The integrated dataset enables disaggregated analysis of market-implied probabilities versus realized outcomes for sports contests. Analysis of over 4,000 NBA winner markets—after rigorous normalization and volume-weighted probability construction—shows that raw Polymarket-implied probabilities are already well calibrated to physical win frequencies across the support. Isotonic calibration delivers negligible additional correction (Brier score: 0.203, LogLoss: 0.592, ECE: 0.027, MCE: 0.084 on test years), indicating high informational efficiency in these markets. Figure 9

Figure 9: Market-implied probabilities for NBA winners are broadly well calibrated compared to empirical win rates.

CPI Expectation Reconstruction

A second, nontrivial application is the translation of bucketed outcome markets for U.S. monthly CPI into a continuous probability-weighted macroeconomic expectation. By fitting market-implied bucket probabilities to a Gaussian, the Polymarket series provides real-time, high-frequency updates that frequently outpace the Cleveland Fed nowcast in converging to the eventual BLS release, especially in pre-release windows. Figure 10

Figure 10: Time-series evolution of market-implied probabilities for discrete CPI outcome buckets illustrates the dynamic collective updating of macro forecasts.

Figure 11

Figure 11

Figure 11

Figure 11: Comparison of Polymarket-implied CPI, Cleveland nowcast, and BLS actual for December 2025, illustrating the market’s early alignment with realized CPI.

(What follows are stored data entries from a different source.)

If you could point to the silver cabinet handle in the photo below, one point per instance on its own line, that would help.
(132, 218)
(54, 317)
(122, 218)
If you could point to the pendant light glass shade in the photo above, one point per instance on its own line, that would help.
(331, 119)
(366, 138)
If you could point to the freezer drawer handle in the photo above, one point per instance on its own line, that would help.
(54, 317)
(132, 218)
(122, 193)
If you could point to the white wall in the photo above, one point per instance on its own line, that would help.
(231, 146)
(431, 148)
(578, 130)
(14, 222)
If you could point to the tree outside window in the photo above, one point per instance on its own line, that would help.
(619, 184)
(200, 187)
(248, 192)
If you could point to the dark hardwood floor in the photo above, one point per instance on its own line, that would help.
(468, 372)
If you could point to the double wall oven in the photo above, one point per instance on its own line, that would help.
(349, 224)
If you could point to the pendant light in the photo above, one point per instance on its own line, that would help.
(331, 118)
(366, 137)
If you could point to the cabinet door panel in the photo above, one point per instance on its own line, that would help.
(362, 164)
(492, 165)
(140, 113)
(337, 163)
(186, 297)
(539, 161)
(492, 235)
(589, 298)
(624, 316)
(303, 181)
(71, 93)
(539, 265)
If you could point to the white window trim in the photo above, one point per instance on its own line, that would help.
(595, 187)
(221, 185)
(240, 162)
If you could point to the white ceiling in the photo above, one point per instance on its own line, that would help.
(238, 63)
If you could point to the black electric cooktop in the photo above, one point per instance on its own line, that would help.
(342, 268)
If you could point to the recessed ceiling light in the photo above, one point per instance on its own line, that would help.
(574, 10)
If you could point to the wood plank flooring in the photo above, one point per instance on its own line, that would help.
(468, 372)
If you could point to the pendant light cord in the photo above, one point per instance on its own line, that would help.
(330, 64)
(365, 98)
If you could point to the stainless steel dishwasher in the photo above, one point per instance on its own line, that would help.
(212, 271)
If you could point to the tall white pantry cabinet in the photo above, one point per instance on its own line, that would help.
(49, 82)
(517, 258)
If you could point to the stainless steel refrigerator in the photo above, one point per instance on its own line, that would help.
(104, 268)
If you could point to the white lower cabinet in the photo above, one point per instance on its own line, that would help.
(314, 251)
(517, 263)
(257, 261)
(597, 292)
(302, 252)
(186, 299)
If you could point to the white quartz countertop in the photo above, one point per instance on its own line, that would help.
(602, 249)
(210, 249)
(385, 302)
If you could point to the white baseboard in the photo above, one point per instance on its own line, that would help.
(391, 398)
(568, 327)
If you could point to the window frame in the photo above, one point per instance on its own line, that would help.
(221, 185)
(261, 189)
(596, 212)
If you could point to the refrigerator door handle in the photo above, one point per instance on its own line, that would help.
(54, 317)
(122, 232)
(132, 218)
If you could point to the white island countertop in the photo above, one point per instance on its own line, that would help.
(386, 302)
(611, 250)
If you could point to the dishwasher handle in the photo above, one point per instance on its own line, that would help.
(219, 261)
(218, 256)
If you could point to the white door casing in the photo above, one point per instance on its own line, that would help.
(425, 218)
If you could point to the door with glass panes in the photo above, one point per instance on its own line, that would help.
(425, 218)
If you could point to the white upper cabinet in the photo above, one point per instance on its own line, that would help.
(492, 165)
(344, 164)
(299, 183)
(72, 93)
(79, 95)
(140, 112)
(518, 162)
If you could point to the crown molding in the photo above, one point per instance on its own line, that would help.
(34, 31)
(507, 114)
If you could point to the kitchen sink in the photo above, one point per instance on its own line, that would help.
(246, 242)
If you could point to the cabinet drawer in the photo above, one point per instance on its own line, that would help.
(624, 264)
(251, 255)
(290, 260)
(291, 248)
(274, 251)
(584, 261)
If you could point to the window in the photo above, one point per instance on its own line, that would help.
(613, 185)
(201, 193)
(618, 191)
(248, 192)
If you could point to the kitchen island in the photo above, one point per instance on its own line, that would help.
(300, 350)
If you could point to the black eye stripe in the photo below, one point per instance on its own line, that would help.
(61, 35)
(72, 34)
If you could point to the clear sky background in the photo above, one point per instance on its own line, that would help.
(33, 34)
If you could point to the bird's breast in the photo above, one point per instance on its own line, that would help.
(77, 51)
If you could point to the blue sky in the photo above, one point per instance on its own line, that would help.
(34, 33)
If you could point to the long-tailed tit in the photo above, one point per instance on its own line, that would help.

Theoretical and Practical Implications

The dataset’s comprehensive, fine-grained structure enables several lines of future theoretical and empirical inquiry. The ability to trace the precise mapping from market creation, through order-book event execution, to oracle and settlement activity enables unambiguous reconstruction of incentives and information flow. This is critical for AI and ML research on mechanism design, modeling agent incentives, developing agent-based simulation frameworks for DeFi and prediction markets, and empirically evaluating aggregation and manipulation hypotheses [saguillo2025unravelling, rahman2025sok]. In practice, researchers and market architects can use this canonical dataset to benchmark market efficiency, participant diversity, response to exogenous shocks, and robustness of settlement schemas in adversarial or disputed regimes.

Conclusion

This work establishes a new standard by delivering the first full-lifecycle, high-resolution public dataset for decentralized prediction markets, systematizing the integration of off-chain, on-chain, and oracle-side data over multiple years of protocol operation (2604.20421). The engineering enables clean, reproducible, and extensible analysis of a rapidly growing class of blockchain-based financial primitives. The dataset’s empirical insights into market structure, fee design, and event settlement, as well as demonstrated downstream applications in sports probability calibration and macroeconomic forecasting, underscore its centrality as a foundation for both academic research and robust market infrastructure development.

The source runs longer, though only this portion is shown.